Una risposta che non risponde, quella della ministra Roberta Pinotti durante il question time alla Camera del 12 ottobre. La trovate per intero a pagina 71 del resoconto stenografico della seduta.
L’interrogazione della deputata Corda faceva riferimento in particolare a una foto pubblicata su Famiglia Cristiana ritraente una bomba inerte ritrovata a Sana’a, capitale dello Yemen bombardato dall’Arabia Saudita. Dall’analisi — fatta dal settimanale — dei codici presenti sull’ordigno si ricava che questo sia stato nelle mani di due fabbriche di armi (IMZ di Vicenza e RWM di Domus Novas), transitando attraverso la Direzione Armamenti del nostro Ministero della Difesa. «Com’è possibile? — si interroga l’autore dell’articolo, Luigi Grimaldi -. E perché è stata poi ceduta a Rwm che, a sua volta, l’ha venduta ai sauditi?». Sono le domande che ci poniamo tutti e che aprono interrogativi sulla recentissima visita della ministra al governo saudita.

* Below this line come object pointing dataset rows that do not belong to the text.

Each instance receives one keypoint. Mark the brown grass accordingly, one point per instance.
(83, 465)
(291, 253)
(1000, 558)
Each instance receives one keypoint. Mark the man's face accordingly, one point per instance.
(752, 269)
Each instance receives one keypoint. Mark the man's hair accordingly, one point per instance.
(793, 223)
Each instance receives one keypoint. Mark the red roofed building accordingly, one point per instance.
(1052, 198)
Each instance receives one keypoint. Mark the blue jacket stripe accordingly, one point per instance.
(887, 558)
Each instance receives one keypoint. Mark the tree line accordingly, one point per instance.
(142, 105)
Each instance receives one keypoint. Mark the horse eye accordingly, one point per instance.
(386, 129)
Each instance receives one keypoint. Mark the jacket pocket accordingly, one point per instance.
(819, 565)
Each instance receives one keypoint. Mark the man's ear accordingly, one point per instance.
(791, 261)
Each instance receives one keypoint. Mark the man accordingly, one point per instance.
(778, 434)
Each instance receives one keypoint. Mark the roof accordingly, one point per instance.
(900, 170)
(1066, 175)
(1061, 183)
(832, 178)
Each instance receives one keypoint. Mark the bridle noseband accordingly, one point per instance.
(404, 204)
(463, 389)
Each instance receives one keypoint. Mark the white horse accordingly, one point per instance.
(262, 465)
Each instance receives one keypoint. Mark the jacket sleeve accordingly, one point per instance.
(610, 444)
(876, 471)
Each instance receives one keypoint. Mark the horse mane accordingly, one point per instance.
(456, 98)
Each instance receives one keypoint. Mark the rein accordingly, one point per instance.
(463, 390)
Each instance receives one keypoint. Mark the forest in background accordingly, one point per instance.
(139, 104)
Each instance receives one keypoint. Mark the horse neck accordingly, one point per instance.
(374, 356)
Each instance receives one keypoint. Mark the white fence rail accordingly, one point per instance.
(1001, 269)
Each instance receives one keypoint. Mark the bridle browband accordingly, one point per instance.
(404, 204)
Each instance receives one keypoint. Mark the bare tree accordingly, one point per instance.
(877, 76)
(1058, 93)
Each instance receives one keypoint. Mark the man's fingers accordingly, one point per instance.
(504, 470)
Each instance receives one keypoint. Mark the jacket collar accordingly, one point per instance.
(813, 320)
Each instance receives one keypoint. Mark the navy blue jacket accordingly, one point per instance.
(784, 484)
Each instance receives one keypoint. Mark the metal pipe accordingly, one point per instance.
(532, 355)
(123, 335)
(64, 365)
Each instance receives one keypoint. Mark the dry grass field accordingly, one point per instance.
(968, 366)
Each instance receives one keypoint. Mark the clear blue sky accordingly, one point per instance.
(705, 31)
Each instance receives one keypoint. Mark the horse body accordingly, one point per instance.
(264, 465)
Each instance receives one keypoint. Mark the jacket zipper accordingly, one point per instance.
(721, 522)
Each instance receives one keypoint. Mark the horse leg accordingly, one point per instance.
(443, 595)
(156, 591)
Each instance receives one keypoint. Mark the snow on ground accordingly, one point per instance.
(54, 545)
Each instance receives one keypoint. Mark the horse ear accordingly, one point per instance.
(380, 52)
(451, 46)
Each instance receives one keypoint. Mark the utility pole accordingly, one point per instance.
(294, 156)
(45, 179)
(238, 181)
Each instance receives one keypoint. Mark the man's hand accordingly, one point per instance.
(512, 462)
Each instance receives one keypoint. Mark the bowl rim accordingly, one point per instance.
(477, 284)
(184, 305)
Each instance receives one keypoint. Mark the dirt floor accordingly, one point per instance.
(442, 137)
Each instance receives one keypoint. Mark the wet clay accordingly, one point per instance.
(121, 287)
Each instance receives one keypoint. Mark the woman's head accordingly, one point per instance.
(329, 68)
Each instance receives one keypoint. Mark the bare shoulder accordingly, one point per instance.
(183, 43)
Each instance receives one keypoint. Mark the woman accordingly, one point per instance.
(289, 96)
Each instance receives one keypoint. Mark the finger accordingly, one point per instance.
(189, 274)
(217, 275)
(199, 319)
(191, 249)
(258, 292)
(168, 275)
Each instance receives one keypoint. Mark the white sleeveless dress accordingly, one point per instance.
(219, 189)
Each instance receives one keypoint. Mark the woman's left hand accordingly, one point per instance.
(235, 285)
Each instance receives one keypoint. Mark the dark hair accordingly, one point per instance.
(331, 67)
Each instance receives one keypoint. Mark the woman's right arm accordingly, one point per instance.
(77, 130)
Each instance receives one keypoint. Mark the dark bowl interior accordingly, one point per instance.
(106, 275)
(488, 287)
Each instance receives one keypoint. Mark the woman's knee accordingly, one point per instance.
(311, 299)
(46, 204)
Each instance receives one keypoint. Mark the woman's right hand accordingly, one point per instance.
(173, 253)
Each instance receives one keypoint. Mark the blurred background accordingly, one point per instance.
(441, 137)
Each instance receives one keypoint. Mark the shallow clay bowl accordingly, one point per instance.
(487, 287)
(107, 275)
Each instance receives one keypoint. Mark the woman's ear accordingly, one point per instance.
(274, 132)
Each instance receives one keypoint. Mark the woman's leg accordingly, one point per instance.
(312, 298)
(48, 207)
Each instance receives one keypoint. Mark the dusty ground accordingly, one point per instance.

Come abbiamo ripetuto più volte, la legge 185/1990 vieta l’esportazione di armi verso paesi in conflitto. Eppure, la ministra Pinotti pare non preoccuparsene: «La ditta Rwm — ha dichiarato in Aula — ha esportato in Arabia Saudita in forza di una licenza rilasciata in base alla normativa vigente, come ho citato in premessa». La normativa vigente sarebbe esattamente la legge 185/1990: forse il governo non è al corrente dei bombardamenti con cui da mesi l’Arabia Saudita colpisce lo Yemen?
«Il Governo è più volte intervenuto — ha proseguito la ministra — , in risposta ad atti di sindacato ispettivo, sottolineando come l’Arabia Saudita non sia oggetto di alcuna forma di embargo, sanzione o restrizione internazionale, ONU o di Unione europea, nel settore delle vendite di materiale e di armamento». In questo caso siamo di fronte a una fallacia logica: non esiste alcun embargo internazionale sulla vendita di armi all’Arabia Saudita, è vero, ma esiste la legge 185/1990, legge del nostro Stato tuttora vigente.
E comunque, pur non essendoci un embargo vigente, nei mesi scorsi il Parlamento europeo ha invitato l’Alta rappresentante dell’Unione per gli affari esteri e la politica di sicurezza/Vicepresidente della Commissione «ad avviare un’iniziativa finalizzata all’imposizione da parte dell’UE di un embargo sulle armi nei confronti dell’Arabia Saudita». Ma — ripetiamo — il problema non è l’embargo o il non embargo: il problema è il rispetto della normativa italiana.
«Questo certamente non vuol dire che il Governo non sia preoccupato per quello che sta avvenendo nello Yemen». Speriamo davvero che sia così, dato che i bombardamenti sauditi stanno causando stragi inaudite di civili. Quel che ci aspetteremmo sono azioni conseguenti.
Riguardo la visita al governo saudita di inizio ottobre, Pinotti ha dichiarato che è stata «una visita di Stato: si è discusso della lotta al terrorismo internazionale […]; si è discusso anche dei conflitti in atto ed è stato portato il punto di vista italiano, che certamente ha punti di differenza, e anche su alcune questioni notevoli, con quelli del Governo dell’Arabia Saudita; e si è discusso di sicurezza marittima, su cui l’Italia è leader». Sono solo parole, appunto. Vorremmo capire quali sono i punti di differenza rispetto alla visione saudita, dato che sul suolo yemenita, tra i civili, cadono bombe esportate dall’Italia. E vorremmo sapere in cosa consiste la discussione sulla «sicurezza marittima, su cui l’Italia è leader»: addestreremo personale? Venderemo tecnologia? Affiancheremo in qualche modo la marina saudita? E nel caso, come si concilierebbe con la presunta differente visione del governo italiano?
La ministra conclude così: «Non è stata né una visita commerciale né sono stati sottoscritti contratti, dei quali, peraltro, ci sarebbe traccia, e nel caso, anche in questo caso, sarebbero sottoposti alla legge n. 185». Tocca ribadirlo: contratti commerciali con l’Arabia Saudita — legge 185/1990 in vigore — non possono essere sottoscritti perché l’Arabia Saudita è un paese in guerra. A prescindere da tutto il resto.